システムアプローチは、個別科学において問題を適切に定式化し、その研究のための効果的な戦略を組み立てることを助ける。その根底にあるのは、対象を、要素とそれらのあいだの関係および結合からなる一体的な集合として捉えること、すなわち対象をシステムとして捉えることである。システムアプローチは、あらゆる種類の活動を包摂する一般的な活動組織の様式であり、より効果的な利用(目標)のために法則性と相互関係を明らかにする。

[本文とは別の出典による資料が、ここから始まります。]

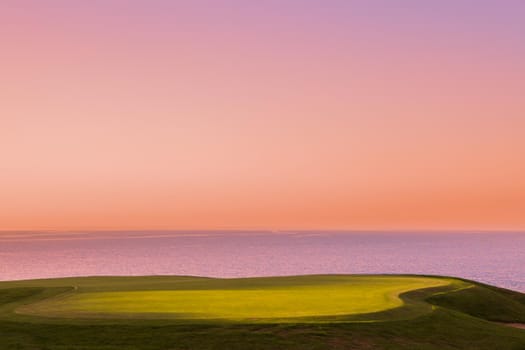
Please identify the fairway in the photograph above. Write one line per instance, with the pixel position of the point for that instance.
(274, 299)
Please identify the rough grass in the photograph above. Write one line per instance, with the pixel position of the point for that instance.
(461, 321)
(337, 296)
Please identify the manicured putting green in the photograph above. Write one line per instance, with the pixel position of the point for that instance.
(339, 295)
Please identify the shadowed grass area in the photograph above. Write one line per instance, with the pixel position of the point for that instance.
(454, 315)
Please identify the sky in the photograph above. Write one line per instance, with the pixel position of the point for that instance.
(273, 114)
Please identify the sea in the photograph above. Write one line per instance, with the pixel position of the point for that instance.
(496, 258)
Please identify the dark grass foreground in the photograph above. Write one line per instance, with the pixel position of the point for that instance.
(465, 319)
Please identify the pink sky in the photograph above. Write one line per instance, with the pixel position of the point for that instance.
(278, 115)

システムアプローチは、厳密な方法論的概念としては存在しない。それは緩やかに結びついた認識原理の総体にとどまりながら、ヒューリスティックな機能を果たす。その根本的な役割は、個別の研究に適切な方向づけを与えることにある。この方向づけは二通りに働く。第一に、システムアプローチの内容的な諸原理は、新しい問題を定式化し解決するうえで、伝統的な研究対象が不十分であることを明らかにする。第二に、システムアプローチの概念と原理は、研究対象の構造的・類型的な特徴を規定することによって新しい研究対象を構成する助けとなり、それによって建設的な研究プログラムの形成に寄与する。
システムアプローチの基本原理:
- 全体性。システムを一つの統一的な全体として捉えると同時に、より高次のシステムのサブシステムとしても捉えることを可能にする。

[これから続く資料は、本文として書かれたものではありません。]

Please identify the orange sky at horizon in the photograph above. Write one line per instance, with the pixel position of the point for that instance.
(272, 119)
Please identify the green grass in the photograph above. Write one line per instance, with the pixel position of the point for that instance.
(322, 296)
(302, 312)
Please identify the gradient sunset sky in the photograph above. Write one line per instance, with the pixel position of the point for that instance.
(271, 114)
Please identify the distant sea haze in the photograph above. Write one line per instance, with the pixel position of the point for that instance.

- 階層性。すなわち、下位の要素が上位の要素に従属するという原則にもとづいて配置された、複数(少なくとも二つ)の要素が存在すること。この原理の実現は、どのような具体的な組織の例にも明瞭に見てとれる。組織は少なくとも二つのサブシステム——管理するサブシステムと管理されるサブシステム——の相互作用として表される。
- 構造化。特定の組織構造の枠内で、システムの要素とそれらのあいだの相互関係を分析することを可能にする。通常、システムの機能を規定するのは、個々の要素の性質よりも、むしろ構造そのものの性質である。
- 多様性。個々の要素とシステム全体を記述するために、サイバネティクス的、経済的、数理的なさまざまなモデルを用いることを可能にする。
- システム性。対象がシステムのあらゆる特徴を備えているという性質。